Widowland
by Pamela Manché Pearce
Green Bottle Press, 2018
Pamela Manché Pearce’s chapbook,
Widowland (Green Bottle Press, 2018), delves into the loss of a beloved spouse and exposes the steps in the grieving process in poems that move from observance of the world to participation in it. As a shared experience, most people are familiar with the stages we go through following the death of a loved one, and we acknowledge that different people grieve in different ways, yet even with our modern sensibilities, we still don’t have a firm handle on it.
In his “A Valediction Forbidding Mourning,” John Donne implores those who have lost loved ones:
So let us melt, and make no noise,
No tear-floods, nor sigh-tempests move;
‘Twere profanation of our joys
To tell the laity our love.
declaring public expressions of emotion unseemly and urging mourners not to sully their loved ones by sharing too much of their grief with others. Treatises on grief in any genre may not help us gain a full understanding of how we process the pain of losing someone or make it any easier when in the midst of grief, however, and public decorum is not always a concern. Through art we can sometimes find solace and apply meaning to emotional turmoil in order to come out on the other side and know, like Donne, that two souls can be one, even if one leaves life before the other. Pearce’s
Widowland explores these truths about loss and mourning in poems that embrace the world and the self in the wake of deep sorrow and the helplessness that accompanies it.
To some, an encounter with a red cardinal is an acknowledgement that someone has passed and is in some way representative of that spirit. The opening poem in Pearce’s chapbook, then, is an apt beginning to a collection of poems that dwell in a place called
Widowland. The poem introduces an imagined cardinal in winter as “an ornament / on the barren / branches.” Imagination produces real cardinals for the speaker who proclaims “I can have / as many cardinals / as I want.” A conclave of cardinals is bestowed on the speaker as she looks out her husband’s window; this moment of winter stillness focuses on the meaning of such a gathering and on the all-consuming idea of death in addition to memories of the color red and its meanings in the speaker’s life. It sets a tone of remembrance and spirituality for the collection with stanzas such as these:
What is red?
What is red to me?
Everything that blood is.
Red is the fabric
apple stitched onto
my first-day of school
dress,
and the real one
my grandfather has
shined for my teacher.
In familiar symbols, the speaker associates red with life experience and connects emotion to nature as she looks out the winter window from her dead husband’s study.

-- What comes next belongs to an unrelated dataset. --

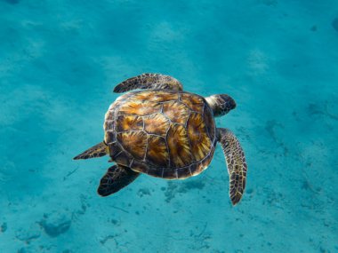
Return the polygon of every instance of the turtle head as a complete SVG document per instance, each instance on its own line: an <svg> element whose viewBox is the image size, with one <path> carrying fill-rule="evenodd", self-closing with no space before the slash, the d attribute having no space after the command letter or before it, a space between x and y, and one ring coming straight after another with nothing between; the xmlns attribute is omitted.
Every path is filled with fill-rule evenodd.
<svg viewBox="0 0 338 253"><path fill-rule="evenodd" d="M235 100L227 94L213 95L205 98L205 100L212 108L215 117L225 115L236 107Z"/></svg>

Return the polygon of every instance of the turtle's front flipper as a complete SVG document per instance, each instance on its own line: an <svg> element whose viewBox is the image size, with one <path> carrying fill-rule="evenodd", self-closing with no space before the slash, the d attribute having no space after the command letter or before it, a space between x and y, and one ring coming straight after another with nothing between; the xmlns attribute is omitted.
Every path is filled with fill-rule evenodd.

Animals and nature play a role in a number of the poems in Pearce’s book, and they serve a multitude of poetic purposes as the poet exposes grief in all of its possible manifestations. The poem “Foxed” contains the speaker’s close observations of a dead fox in her garden and reaches back into memories of young fox kits:
they were so cute in their bright
coats and long black gloves leaping up, pouncing down
like cats but with little dog bodies all fluff and vigor.
The imagery is sufficient in presenting a glimpse of the speaker’s experience with foxes in a garden and continues through the life of one fox that she had the chance to observe again later in life. Then the poem takes a turn, and the fox becomes something greater than the imagery. The fox and the late husband merge in the voice of the poem, and a contemplation of the afterlife becomes a disquieting account encased in the memory of her husband’s burial. The poem remains in this unsettling place ending with a repeated line: “I don’t know. I know. I don’t know.” Another poem, “Stalker,” finds a place in the same disquieted space where the speaker is “old and alone with just a walker / and the stink of piss.” A dog awakens her out of a slumber where she found herself safe inside her mother until startled from her “holiday called sleep.” The poem, as well as others that incorporate the imagery of animal encounters, creates a confusion that accompanies profound grief and sorrow, a disruption of time before and after death.
Just as each poem contains a significant turn toward memory or insight, this focused collection also takes a turn toward the end, a noteworthy shift into the present and possibility. The speaker’s voice changes, she begins to smile and to listen. A TV family, fashion, and poems that look back on pain and process it from a stronger and more positive perspective bring the experiences in
Widowland to a constructive place where dwelling there does not seem as bleak or as terrifying as it was at first. In a lovely piece, “I Describe My Needlework Nirvana in the Form of a Pantoum,” the widow’s voice abounds in present participles and declares,
It’s me! In the glow of those flame stitches, I’ve lost all my wan,
bargello this time, or Tunisian lace, perhaps? All good whichever I am choosing.
Hey, look at me: slip-stitching, popcorning, knotting off, and chaining on!
She refers to creativity and self in a new place, fixed more on discovery than remembrance, resolved to happiness and fond reminiscence as the grieving process settles. The final poem in
Widowland is a conflagrational elegy for Alexander McQueen and reveals possibilities for living and life after death, mingling the two in a finality of feeling:
As fire licks and hisses higher,
the audience, wild,
watches us with horror and joy
as we go down together,
a jumble of seared flesh
and unstrung beads that skitter
across the burning floor.
Her husband has left with part of her. She is still present in the flames.